If you’re homeless, don’t come to Boulder, CO


By Max R. Weller

Originally published on 7/2/2013, but the points made here remain valid today:

In 2012, the Metro Denver Homeless Initiative Point-in-Time Survey counted 1,970 homeless men, women, and children in Boulder County. In 2013, that homeless population has increased to 2,366. 2013 data boken down by cities here in Boulder County will be released later. The reader will keep in mind that any “census” of the homeless always results in a significant undercount; in fact, for personal reasons, I refused to be counted in 2013.
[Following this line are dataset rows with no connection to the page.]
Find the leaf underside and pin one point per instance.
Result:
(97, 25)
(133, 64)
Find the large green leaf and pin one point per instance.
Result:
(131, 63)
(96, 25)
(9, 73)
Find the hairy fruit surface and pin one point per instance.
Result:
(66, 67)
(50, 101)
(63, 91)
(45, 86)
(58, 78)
Plenty of anecdotal evidence exists to confirm the increase. I’ve been living in Boulder, CO since February of 2008 — NEVER have I seen so many new homeless faces arriving in our fair city, and that trend is continuing into the summer when overnight sheltering is not available. It makes no sense whatsoever, and whoever is telling the homeless all across America that Boulder is a paradise is either a fool or a liar.

This influx is, of course, occurring by design of the powers-that-be in our local homeless shelter/services industry. Their unwritten and unspoken creed is More Homeless People = More Money. The industry employs a lot of people: bureaucrats, social workers, counselors, case managers, and others.
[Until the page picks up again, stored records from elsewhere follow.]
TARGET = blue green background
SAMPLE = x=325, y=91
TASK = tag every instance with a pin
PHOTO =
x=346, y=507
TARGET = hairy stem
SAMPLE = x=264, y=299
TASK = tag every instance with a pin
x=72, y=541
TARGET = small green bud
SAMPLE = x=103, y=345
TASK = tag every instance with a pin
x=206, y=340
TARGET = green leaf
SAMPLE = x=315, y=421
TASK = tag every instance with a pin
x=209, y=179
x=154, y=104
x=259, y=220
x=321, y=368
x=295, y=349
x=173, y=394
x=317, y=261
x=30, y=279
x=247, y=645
My proposed solution, which I acknowledge has no chance of becoming policy so long as current leadership in the shelter/services industry here remains in power, is to require homeless clients to show a valid photo ID with a Boulder County address. Transients from Denver and elsewhere should go to the end of the line for what’s left, if anything; and they could be given the $5 bus tickets on RTD back to Denver, along with a couple of PB&J sandwiches to eat on the way. After all, Denver has far greater resources of every kind to deal with homelessness, and there is no excuse for encouraging their people to come to Boulder.
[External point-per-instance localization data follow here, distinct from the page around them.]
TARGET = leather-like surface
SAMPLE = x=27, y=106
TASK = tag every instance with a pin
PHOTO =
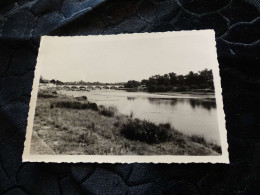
x=237, y=25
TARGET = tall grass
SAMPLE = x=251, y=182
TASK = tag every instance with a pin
x=146, y=131
x=46, y=95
A friend of mine has referred to the current state of affairs in Central Park as “Vodka Wars” — in which there are verbal and physical altercations on a daily basis. It’s long overdue to round up the miscreants and ship ’em out, rather than putting them into the local justice system at the expense of local taxpayers. Those $5 bus tickets are much cheaper in the long run, compared to ticketing or arresting the bums.

What can you do? 1) Call your city council members and demand that transients be sent back to Denver; and 2) STOP any support for Bridge House, the transient magnet at 1120 1/2 Pine, which enables the hordes to loiter on Pearl Street Mall, Boulder Creek Path/Central Park, and University Hill.